The collision and interaction of equal-size fluid particles was analysed with focus on the dynamics of their deformation and coalescence into a single particle. The interaction proved to be substantially non-stationary. It was observed that, if two equal drops are initially placed on the axis of a cylindrical tube, the trailing particle moves substantially faster than the leading particle due to the influence of the disturbance flow behind the leading drop. For relatively small separations the velocity ratio decreases quickly with the initial separation. For moderate separations the velocity ratio maintains at almost constant value. For larger separations the velocity ratio decreases quickly again until the ratio reaches unity value. Above this separation, both drops attain the same velocity as would a single dropand no interaction is observed.
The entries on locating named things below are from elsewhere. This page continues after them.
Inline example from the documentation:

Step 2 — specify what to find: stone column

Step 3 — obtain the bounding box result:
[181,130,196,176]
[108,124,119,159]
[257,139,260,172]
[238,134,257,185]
It is believed that the yielded regions associated with each drop do not intersect in this case.
Exact analytical solutions describing natural and thermocapillary convection in a double layer system have been studied. The system consisted of Newtonian and Hershel-Bulkey fluids subjected to longitudinal temperature and concentration gradients. Horizontal orientation of the system and linear Soret effect were taken into account. The dependence of the flow patterns (including the appearance and position of unyielded regions), velocity profile, mass and heat transfer rate on the governing parameters have all been studied.